Interview with a former German lorry driver
A lorry driver who works in an IT company? A very unusual combination, but the reason is easy to explain. Jochen Dieckmann has worked 15 years as a lorry driver and has been almost all around in the world. In his career he has also been “all around” as a journalist, public relations manager for a politician, financial advisor and HGV driving instructor. Finally, Jochen is also an author, having written a book entitled “No time to sleep until the end of this month.”
For four years now, Jochen has been working in the marketing department of TimoCom, the company that operates the largest transport platform in Europe. His challenge: to improve the image of the road haulage industry. “Everyone wants the goods, but no one wants the lorries carrying them. In this sense, there is still much to do, “says Jochen.
“Not answering the mobile phone equal less money.”
Jochen looks back at the life of a lorry driver with nostalgia, but he also remembers the difficulties of the industry, the heavy work and poor pay. His last employer sent a letter to all drivers with the following content: Those who do not answer the phone, they will be deducted € 250 on the payroll the first time. The second time, they will be fired. “Once I had to pick up the phone, while I was in the shower,” remembers Jochen.
And such measures with a pay of € 1,700 per month. Although, the problem was not so much the amount, but much more the insecurity that one could ever know how much of the pay to expect in the end of the month, in other words: how much the employer would suddenly deduct.
But can one blame the companies for this situation? “Many companies, unfortunately, are not in a position to pay more,” says Jochen. “In Europe it is a price war due to differences between Europe and other countries. Furthermore, road hauliers have more and more difficulty finding qualified drivers. Jochen, in this regard, believes that the sector should react. In Germany, like in many other Western European countries, in the coming years there will certainly be a serious shortage of drivers. And this is due in large part to the fact that here the compulsory military service was abolished some years. “In my generation, at least a third of driving licenses for lorry was taken during military service.” Suffice it to say that that currently in Germany paying the license privately costs about € 5,000.

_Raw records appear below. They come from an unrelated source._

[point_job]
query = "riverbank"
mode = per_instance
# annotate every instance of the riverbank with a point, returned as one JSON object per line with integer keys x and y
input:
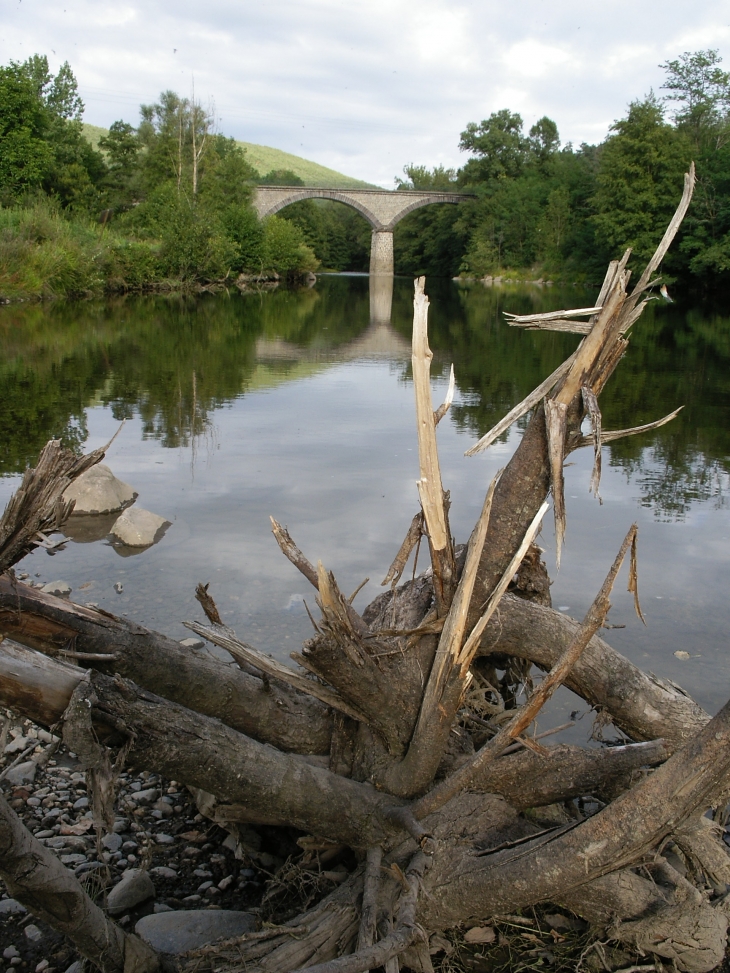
{"x": 48, "y": 253}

In fact, today, there are certainly many good reasons why a young man should not approach this profession. But Jochen does not want to discourage anyone. According to him, if in a few years the sector should have a sufficient number of drivers, it will be necessary to change the working conditions to make the profession more attractive. Nevertheless, being a lorry driver of course also has positive sides and advantages over the typical office work: “At the end of the day you do not have to go home, where a thousand chores are waiting to be done,” Jochen says with a wink in the eye and a smile on his lips.